La TA est une mesure dynamique, et non statique, qui varie en fonction du moment, du lieu et de la manière dont elle est mesurée. La nouvelle directive de l’ACC/AHA traite de manière appropriée de la mesure de la PA. Les mesures correctement obtenues ont été la norme dans les essais cliniques, mais elles nécessitent environ 10 minutes et ne sont pas systématiquement obtenues en cabinet (tableau 1). Même une mesure de la pression artérielle correctement obtenue en cabinet n’est pas optimale pour le diagnostic ou la prise en charge de l’hypertension ; les lectures hors cabinet à l’aide d’une surveillance ambulatoire ou à domicile de la pression artérielle sur 12 à 24 heures fournissent les meilleures indications.2,4 L’enthousiasme pour la mesure automatisée de la pression artérielle en cabinet,5 qui reproduit le processus décrit dans le tableau 1 mais sans la présence d’un clinicien dans la salle d’examen, augmente.
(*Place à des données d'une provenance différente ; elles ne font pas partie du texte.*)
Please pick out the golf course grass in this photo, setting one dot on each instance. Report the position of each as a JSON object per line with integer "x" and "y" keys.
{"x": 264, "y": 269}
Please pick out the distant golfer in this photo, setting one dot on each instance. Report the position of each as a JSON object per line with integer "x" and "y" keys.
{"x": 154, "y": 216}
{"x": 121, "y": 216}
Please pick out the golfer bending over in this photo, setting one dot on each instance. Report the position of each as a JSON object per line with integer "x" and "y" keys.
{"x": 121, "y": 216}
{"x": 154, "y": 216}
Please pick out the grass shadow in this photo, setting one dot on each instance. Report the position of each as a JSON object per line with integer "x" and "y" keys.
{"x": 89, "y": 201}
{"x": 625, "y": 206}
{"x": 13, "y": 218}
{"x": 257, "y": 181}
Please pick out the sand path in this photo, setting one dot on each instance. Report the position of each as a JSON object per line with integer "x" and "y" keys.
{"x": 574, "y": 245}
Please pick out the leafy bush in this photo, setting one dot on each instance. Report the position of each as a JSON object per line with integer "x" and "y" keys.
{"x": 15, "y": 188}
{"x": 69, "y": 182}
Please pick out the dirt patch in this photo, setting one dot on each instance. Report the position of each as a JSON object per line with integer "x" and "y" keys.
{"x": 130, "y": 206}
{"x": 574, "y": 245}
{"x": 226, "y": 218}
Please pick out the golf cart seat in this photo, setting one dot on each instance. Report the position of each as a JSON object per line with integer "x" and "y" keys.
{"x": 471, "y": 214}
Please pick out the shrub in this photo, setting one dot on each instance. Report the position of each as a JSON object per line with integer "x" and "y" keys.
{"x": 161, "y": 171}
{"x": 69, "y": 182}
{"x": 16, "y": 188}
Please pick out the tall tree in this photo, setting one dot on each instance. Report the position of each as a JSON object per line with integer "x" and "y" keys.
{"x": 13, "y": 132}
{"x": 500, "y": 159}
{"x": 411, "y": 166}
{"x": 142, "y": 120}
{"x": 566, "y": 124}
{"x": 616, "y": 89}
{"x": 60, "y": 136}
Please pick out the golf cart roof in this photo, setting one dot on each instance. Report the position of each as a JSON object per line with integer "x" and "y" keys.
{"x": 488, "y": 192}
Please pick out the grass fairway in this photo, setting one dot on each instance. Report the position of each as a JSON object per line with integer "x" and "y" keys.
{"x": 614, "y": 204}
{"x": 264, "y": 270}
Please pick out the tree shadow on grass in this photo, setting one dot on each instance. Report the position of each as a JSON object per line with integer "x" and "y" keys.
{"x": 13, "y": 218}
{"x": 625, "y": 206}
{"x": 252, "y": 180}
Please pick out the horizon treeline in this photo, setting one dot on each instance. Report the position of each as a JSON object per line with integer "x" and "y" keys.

Les mesures de la pression artérielle obtenues avec cette méthode sont de 5 à 10 mm Hg plus basses qu’avec les techniques impliquant un clinicien, et elles reflètent plus fidèlement les mesures prises en dehors du cabinet. Cette approche a été utilisée dans l’essai SPRINT (Systolic Blood Pressure Intervention Trial)6 qui a été cité dans la directive de l’ACC/AHA. Notre approche actuelle de la mesure systématique de la pression artérielle en cabinet ne devrait pas être utilisée pour mettre en œuvre les cibles recommandées dans cette directive.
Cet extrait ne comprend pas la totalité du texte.